Un Parcours Politique Tumultueux

Clemenceau a marqué la Troisième République par son engagement et ses prises de position tranchées.

Débuts Révolutionnaires et Engagement Communard

Ce médecin vendéen de 30 ans a déjà participé à la journée révolutionnaire du 4 septembre 1870, suite au désastre de Sedan et à la capitulation de Napoléon III. On apprend la capitulation de Bazaine à Metz, la prise du Bourget par les Allemands et les démarches de Thiers en vue d’un armistice. D’où cette nouvelle journée révolutionnaire. Belleville descend et fait peur aux bourgeois des beaux quartiers : ses gardes nationaux marchent sur l’Hôtel de Ville où siège le gouvernement, quelques membres sont faits prisonniers. Le gouvernement de la Défense nationale en appelle à la population de Paris le 1er novembre et sera plébiscité le surlendemain. Les élections municipales qui suivent n’amènent les « rouges » que dans quatre arrondissements. Paris semble s’assagir, après l’effervescence de septembre. Trochu, gouverneur militaire, répète : « J’ai un plan, j’ai un plan. » La situation devient quand même dramatique dans Paris toujours assiégé. Clemenceau, toujours communard, est le témoin atterré de la dérive qui aboutit à la répression et à la « Semaine sanglante » d’illustre mémoire (21-28 mai 1871). Il se battra ensuite pour l’amnistie des communards dans un magnifique discours de 1876 et pour Louise Michel, la Vierge rouge, l’une des rares femmes qui trouva grâce à ses yeux.

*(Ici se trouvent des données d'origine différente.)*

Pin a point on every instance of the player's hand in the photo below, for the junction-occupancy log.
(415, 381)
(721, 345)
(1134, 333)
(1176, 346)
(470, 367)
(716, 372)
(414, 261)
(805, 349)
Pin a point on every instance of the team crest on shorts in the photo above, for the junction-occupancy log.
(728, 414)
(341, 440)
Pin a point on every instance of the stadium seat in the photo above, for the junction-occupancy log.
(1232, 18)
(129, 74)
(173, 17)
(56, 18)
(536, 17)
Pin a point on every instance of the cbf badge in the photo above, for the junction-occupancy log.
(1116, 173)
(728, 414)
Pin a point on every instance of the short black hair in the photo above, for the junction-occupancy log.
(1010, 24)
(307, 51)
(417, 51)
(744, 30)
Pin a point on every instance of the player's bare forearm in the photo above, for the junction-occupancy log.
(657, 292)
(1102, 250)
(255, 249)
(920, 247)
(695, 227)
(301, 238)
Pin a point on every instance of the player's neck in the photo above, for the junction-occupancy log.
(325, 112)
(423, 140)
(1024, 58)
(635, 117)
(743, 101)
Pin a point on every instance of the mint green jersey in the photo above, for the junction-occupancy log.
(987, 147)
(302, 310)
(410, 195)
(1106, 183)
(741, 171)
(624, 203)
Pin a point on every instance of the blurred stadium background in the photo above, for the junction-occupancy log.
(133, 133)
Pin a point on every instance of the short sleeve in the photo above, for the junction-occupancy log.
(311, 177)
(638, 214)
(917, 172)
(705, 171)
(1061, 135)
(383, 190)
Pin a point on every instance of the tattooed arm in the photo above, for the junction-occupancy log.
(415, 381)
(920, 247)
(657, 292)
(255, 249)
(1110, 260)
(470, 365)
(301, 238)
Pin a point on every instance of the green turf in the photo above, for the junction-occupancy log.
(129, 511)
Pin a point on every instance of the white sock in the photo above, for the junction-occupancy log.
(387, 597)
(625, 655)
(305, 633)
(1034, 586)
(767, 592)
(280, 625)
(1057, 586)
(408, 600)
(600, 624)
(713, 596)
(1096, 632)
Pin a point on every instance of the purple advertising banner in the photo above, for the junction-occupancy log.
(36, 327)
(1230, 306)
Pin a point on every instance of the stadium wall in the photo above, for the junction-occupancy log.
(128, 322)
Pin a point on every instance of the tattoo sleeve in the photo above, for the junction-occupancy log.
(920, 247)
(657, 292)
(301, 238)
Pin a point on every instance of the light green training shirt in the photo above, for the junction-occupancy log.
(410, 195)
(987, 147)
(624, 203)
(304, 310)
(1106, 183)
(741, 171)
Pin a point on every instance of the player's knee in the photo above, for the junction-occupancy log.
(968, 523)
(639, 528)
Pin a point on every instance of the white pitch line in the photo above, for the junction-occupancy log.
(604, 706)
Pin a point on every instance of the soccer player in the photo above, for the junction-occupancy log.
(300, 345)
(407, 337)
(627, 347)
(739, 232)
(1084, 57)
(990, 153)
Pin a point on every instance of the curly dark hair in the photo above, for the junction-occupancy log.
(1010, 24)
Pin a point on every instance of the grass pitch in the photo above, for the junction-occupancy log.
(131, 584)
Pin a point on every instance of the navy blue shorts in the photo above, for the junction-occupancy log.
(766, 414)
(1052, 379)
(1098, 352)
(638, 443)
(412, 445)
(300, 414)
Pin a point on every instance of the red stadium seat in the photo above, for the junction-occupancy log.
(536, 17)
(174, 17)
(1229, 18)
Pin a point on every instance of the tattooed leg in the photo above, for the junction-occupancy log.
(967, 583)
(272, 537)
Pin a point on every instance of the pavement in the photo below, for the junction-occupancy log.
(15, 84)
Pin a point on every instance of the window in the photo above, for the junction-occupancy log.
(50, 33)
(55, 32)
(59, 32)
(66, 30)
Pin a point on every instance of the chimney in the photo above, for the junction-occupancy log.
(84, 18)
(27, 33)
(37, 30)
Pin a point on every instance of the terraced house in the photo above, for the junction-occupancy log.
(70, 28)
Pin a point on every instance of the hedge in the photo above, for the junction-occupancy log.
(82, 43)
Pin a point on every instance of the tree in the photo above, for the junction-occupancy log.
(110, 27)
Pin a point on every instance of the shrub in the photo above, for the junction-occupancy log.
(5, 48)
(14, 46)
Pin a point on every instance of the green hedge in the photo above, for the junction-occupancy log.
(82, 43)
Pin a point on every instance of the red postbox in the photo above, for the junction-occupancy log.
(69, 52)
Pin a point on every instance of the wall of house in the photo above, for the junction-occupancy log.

Le « Tombeur de Ministères »

Le député est redouté comme « tombeur de ministères » qui se ressemblent tous : les mêmes hommes reviennent, changeant seulement de portefeuille. Les « républicains de gouvernement » , « opportunistes » , modérés, sont attaqués sur leur droite par les bonapartistes (en perte de prestige après la mort du prince impérial en 1879) et les monarchistes (avec une clientèle encore importante de ruraux et de catholiques) et sur leur gauche par les radicaux qui, avec Clemenceau, réclament le « maximum de République » , déjà talonnés sur leur propre gauche par les socialistes.

Malgré tout, des compromis permettent de faire passer des lois importantes : sur l’enseignement public, le divorce, la liberté de la presse, les syndicats.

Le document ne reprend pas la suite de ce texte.